Re: flink performance

In reply to this post by Aljoscha Krettek-2

Thank you.
But I have already trouble with the shipped example-programs. I can't use files in hdfs. fs.hdfs.hadoopconf option is set. the same config works in 0.6 and example-programs run with hdfs-files too.

Robert Metzger

Re: flink performance

Hi,

can you post the exact error message why HDFS is not working?

On Tue, Sep 9, 2014 at 3:50 PM, normanSp <[hidden email]>
wrote:

> Thank you.
> But I have already trouble with the shipped example-programs. I can't use
> files in hdfs. fs.hdfs.hadoopconf option is set. the same config works in
> 0.6 and example-programs run with hdfs-files too.
>
>
>
> --
> View this message in context:
> http://apache-flink-incubator-mailing-list-archive.1008284.n3.nabble.com/flink-performance-tp1726p1744.html
> Sent from the Apache Flink (Incubator) Mailing List archive. mailing list
> archive at Nabble.com.
>

normanSp

Re: flink performance

of course, sorry.

command: ./bin/flink run ./examples/flink-java-examples-0.7-incubating-SNAPSHOT-WordCount.jar hdfs:/input.xml hdfs:/result

org.apache.flink.client.program.ProgramInvocationException: The program execution failed: java.io.IOException: The given HDFS file URI (hdfs:/input.xml) did not describe the HDFS Namenode. The attempt to use a default HDFS configuration, as specified in the 'fs.hdfs.hdfsdefault' or 'fs.hdfs.hdfssite' config parameter failed due to the following problem: Either no default hdfs configuration was registered, or the provided configuration contains no valid hdfs namenode address (fs.default.name or fs.defaultFS) describing the hdfs namenode host and port.
at org.apache.flink.runtime.fs.hdfs.DistributedFileSystem.initialize(DistributedFileSystem.java:279)
at org.apache.flink.core.fs.FileSystem.get(FileSystem.java:248)
at org.apache.flink.core.fs.Path.getFileSystem(Path.java:299)
at org.apache.flink.api.common.io.FileInputFormat.createInputSplits(FileInputFormat.java:391)
at org.apache.flink.api.common.io.FileInputFormat.createInputSplits(FileInputFormat.java:52)
at org.apache.flink.runtime.jobgraph.JobInputVertex.getInputSplits(JobInputVertex.java:101)
at org.apache.flink.runtime.executiongraph.ExecutionGraph.createVertex(ExecutionGraph.java:495)
at org.apache.flink.runtime.executiongraph.ExecutionGraph.constructExecutionGraph(ExecutionGraph.java:281)
at org.apache.flink.runtime.executiongraph.ExecutionGraph.<init>(ExecutionGraph.java:177)
at org.apache.flink.runtime.jobmanager.JobManager.submitJob(JobManager.java:477)
at sun.reflect.NativeMethodAccessorImpl.invoke0(Native Method)
at sun.reflect.NativeMethodAccessorImpl.invoke(NativeMethodAccessorImpl.java:57)
at sun.reflect.DelegatingMethodAccessorImpl.invoke(DelegatingMethodAccessorImpl.java:43)
at java.lang.reflect.Method.invoke(Method.java:606)
at org.apache.flink.runtime.ipc.RPC$Server.call(RPC.java:422)
at org.apache.flink.runtime.ipc.Server$Handler.run(Server.java:958)

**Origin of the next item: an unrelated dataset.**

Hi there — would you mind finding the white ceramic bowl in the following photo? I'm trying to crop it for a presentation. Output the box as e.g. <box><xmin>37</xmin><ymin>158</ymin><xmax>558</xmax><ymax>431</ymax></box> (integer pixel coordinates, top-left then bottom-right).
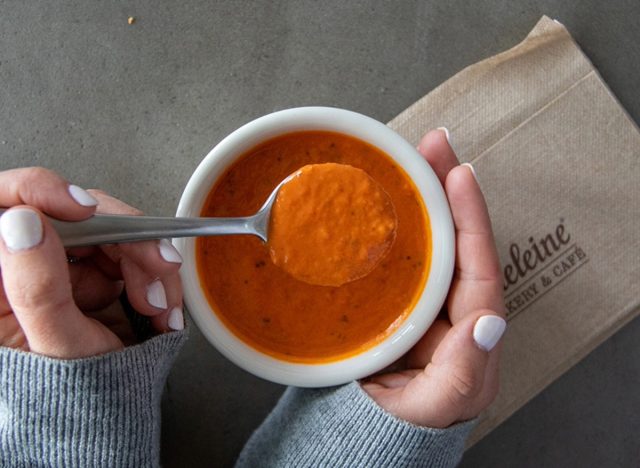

at org.apache.flink.client.program.Client.run(Client.java:325)
at org.apache.flink.client.program.Client.run(Client.java:291)
at org.apache.flink.client.program.Client.run(Client.java:285)
at org.apache.flink.client.program.ContextEnvironment.execute(ContextEnvironment.java:54)
at org.apache.flink.example.java.wordcount.WordCount.main(WordCount.java:82)
at sun.reflect.NativeMethodAccessorImpl.invoke0(Native Method)
at sun.reflect.NativeMethodAccessorImpl.invoke(NativeMethodAccessorImpl.java:57)
at sun.reflect.DelegatingMethodAccessorImpl.invoke(DelegatingMethodAccessorImpl.java:43)
at java.lang.reflect.Method.invoke(Method.java:606)
at org.apache.flink.client.program.PackagedProgram.callMainMethod(PackagedProgram.java:389)
at org.apache.flink.client.program.PackagedProgram.invokeInteractiveModeForExecution(PackagedProgram.java:307)
at org.apache.flink.client.program.Client.run(Client.java:244)
at org.apache.flink.client.CliFrontend.executeProgram(CliFrontend.java:347)
at org.apache.flink.client.CliFrontend.run(CliFrontend.java:334)
at org.apache.flink.client.CliFrontend.parseParameters(CliFrontend.java:1001)
at org.apache.flink.client.CliFrontend.main(CliFrontend.java:1025)

Fabian Hueske

Re: flink performance

Try to specify the HDFS path as follows:

hdfs://namenode-host:namenode-port/foo/bar/

Best, Fabian

2014-09-09 16:03 GMT+02:00 normanSp <[hidden email]>:

> of course, sorry.
>
> command: ./bin/flink run
> ./examples/flink-java-examples-0.7-incubating-SNAPSHOT-WordCount.jar
> hdfs:/input.xml hdfs:/result
>
> org.apache.flink.client.program.ProgramInvocationException: The program
> execution failed: java.io.IOException: The given HDFS file URI
> (hdfs:/input.xml) did not describe the HDFS Namenode. The attempt to use a
> default HDFS configuration, as specified in the 'fs.hdfs.hdfsdefault' or
> 'fs.hdfs.hdfssite' config parameter failed due to the following problem:
> Either no default hdfs configuration was registered, or the provided
> configuration contains no valid hdfs namenode address (fs.default.name or
> fs.defaultFS) describing the hdfs namenode host and port.
> at
>
> org.apache.flink.runtime.fs.hdfs.DistributedFileSystem.initialize(DistributedFileSystem.java:279)
> at org.apache.flink.core.fs.FileSystem.get(FileSystem.java:248)
> at org.apache.flink.core.fs.Path.getFileSystem(Path.java:299)
> at
>
> org.apache.flink.api.common.io.FileInputFormat.createInputSplits(FileInputFormat.java:391)
> at
>
> org.apache.flink.api.common.io.FileInputFormat.createInputSplits(FileInputFormat.java:52)
> at
>
> org.apache.flink.runtime.jobgraph.JobInputVertex.getInputSplits(JobInputVertex.java:101)
> at
>
> org.apache.flink.runtime.executiongraph.ExecutionGraph.createVertex(ExecutionGraph.java:495)
> at
>
> org.apache.flink.runtime.executiongraph.ExecutionGraph.constructExecutionGraph(ExecutionGraph.java:281)
> at
>
> org.apache.flink.runtime.executiongraph.ExecutionGraph.<init>(ExecutionGraph.java:177)
> at
>
> org.apache.flink.runtime.jobmanager.JobManager.submitJob(JobManager.java:477)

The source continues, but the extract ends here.